The Commission’s 5-0 decision makes Minnesota the first state in the country to establish jurisdiction over this kind of local phone service, known as “fixed interconnected Voice over Internet Protocol (VoIP).”
“This unanimous ruling is a major victory to protect people,” said Commerce Commissioner Mike Rothman. “Phone companies cannot gain unfair advantage and evade their responsibility to deliver fundamental services, especially for disabled and low-income Minnesotans who depend on it.”
VoIP service allows subscribers to make and receive calls using their cable company phone service with traditional phone numbers. The Commission’s decision does not apply to computer-to-computer communications nor services like Skype or FaceTime that do not travel on the public switched telephone network.

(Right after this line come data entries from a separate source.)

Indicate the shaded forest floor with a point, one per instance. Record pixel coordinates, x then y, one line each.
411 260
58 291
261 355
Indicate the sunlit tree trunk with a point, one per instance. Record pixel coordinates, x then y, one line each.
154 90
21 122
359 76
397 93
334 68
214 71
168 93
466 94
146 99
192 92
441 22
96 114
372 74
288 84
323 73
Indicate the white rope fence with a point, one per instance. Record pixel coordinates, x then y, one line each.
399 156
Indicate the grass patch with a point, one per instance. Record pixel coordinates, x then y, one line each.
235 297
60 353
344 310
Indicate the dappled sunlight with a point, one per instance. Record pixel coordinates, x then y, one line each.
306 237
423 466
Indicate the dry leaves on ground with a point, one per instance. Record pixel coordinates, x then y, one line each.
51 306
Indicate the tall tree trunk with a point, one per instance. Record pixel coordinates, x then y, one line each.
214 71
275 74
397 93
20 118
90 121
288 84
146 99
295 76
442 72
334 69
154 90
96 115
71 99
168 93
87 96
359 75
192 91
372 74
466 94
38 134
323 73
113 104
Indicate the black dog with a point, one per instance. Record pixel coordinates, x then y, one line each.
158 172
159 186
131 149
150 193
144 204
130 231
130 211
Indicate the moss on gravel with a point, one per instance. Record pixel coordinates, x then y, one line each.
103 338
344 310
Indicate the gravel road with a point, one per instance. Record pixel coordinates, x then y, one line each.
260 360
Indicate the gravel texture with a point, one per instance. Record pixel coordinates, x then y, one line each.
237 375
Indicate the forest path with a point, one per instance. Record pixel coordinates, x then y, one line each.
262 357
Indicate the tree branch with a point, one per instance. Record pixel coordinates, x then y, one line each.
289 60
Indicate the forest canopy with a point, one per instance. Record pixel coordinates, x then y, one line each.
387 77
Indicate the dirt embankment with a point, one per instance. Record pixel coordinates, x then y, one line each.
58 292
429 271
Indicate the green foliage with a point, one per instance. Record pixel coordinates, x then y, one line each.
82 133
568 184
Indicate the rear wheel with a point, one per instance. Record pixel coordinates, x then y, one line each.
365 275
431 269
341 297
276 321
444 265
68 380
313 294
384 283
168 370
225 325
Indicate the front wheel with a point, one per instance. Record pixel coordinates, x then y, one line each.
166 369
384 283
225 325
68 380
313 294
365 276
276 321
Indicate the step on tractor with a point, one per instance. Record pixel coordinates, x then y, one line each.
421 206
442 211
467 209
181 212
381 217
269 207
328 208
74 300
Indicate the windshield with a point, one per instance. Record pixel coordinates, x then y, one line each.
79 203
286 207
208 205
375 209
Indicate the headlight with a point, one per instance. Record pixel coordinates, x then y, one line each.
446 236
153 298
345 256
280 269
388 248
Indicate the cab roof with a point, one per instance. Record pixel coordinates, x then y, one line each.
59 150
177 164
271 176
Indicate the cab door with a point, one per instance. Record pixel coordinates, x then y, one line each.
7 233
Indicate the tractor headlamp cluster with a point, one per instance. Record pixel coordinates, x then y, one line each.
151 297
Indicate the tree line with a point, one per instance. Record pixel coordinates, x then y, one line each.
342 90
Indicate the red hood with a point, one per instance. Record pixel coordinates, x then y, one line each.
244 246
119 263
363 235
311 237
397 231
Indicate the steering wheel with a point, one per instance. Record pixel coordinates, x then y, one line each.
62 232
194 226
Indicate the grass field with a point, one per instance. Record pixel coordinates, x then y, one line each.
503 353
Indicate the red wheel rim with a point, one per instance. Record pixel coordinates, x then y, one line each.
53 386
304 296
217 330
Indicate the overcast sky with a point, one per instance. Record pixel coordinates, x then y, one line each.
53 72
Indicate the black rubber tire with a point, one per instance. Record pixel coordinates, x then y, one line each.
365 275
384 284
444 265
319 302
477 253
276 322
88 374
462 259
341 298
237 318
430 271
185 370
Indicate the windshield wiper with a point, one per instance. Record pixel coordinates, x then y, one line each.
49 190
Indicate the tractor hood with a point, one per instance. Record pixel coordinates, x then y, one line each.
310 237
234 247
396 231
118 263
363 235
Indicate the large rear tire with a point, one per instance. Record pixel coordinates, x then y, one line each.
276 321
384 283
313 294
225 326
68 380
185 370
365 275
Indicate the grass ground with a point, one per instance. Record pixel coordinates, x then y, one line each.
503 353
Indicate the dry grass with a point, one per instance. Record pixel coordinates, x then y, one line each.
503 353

The Commerce Department investigation determined that, in March 2013, Charter Fiberlink Companies transferred all of its more than 100,000 Minnesota voice phone customers to an affiliate, Charter Advanced Services Companies, which provided VoIP phone service that was not certified by the State. Charter did not notify or seek approval from the Public Utilities Commission.
After the transfer, Charter also stopped complying with two state programs designed to support universal phone access for disabled and low-income Minnesotans.
Specifically, Charter refused to collect the required fees for Telecommunications Access Minnesota (TAM) which provides accessibility equipment and supports the Minnesota Relay service that allows individuals who are deaf, hard-of-hearing, deaf-blind or speech disabled to communicate over the telephone.
Charter also refused to collect required fees for the Telephone Assistance Plan (TAP), which provides a bill credit to make phone service, including 911, more accessible and affordable to low-income consumers. Charter also discontinued offering the TAP credit to its qualifying customers.
Charter’s unilateral refusal to support these universal access programs meant that customers of its competitors had to make up for the lost revenue to these programs.
In fact, Charter advertised its business by claiming “No added fees like the phone company charges you.”
“On its own, Charter decided it did not have to obey the same rules that other local phone companies do,” said Rothman. “Today’s ruling makes it clear that phone companies must serve consumers and compete on a level playing field.”
Charter claimed that federal law preempted state jurisdiction. However, several Commissioners specifically pointed out that neither the courts nor the Federal Communications Commission (FCC) have established exclusive federal authority over this kind of phone service.
In its ruling, the Public Utilities Commission ordered Charter to comply with all Minnesota laws and rules that apply to local phone service. Within 30 days, Charter is required to file a plan describing how it will comply with the order.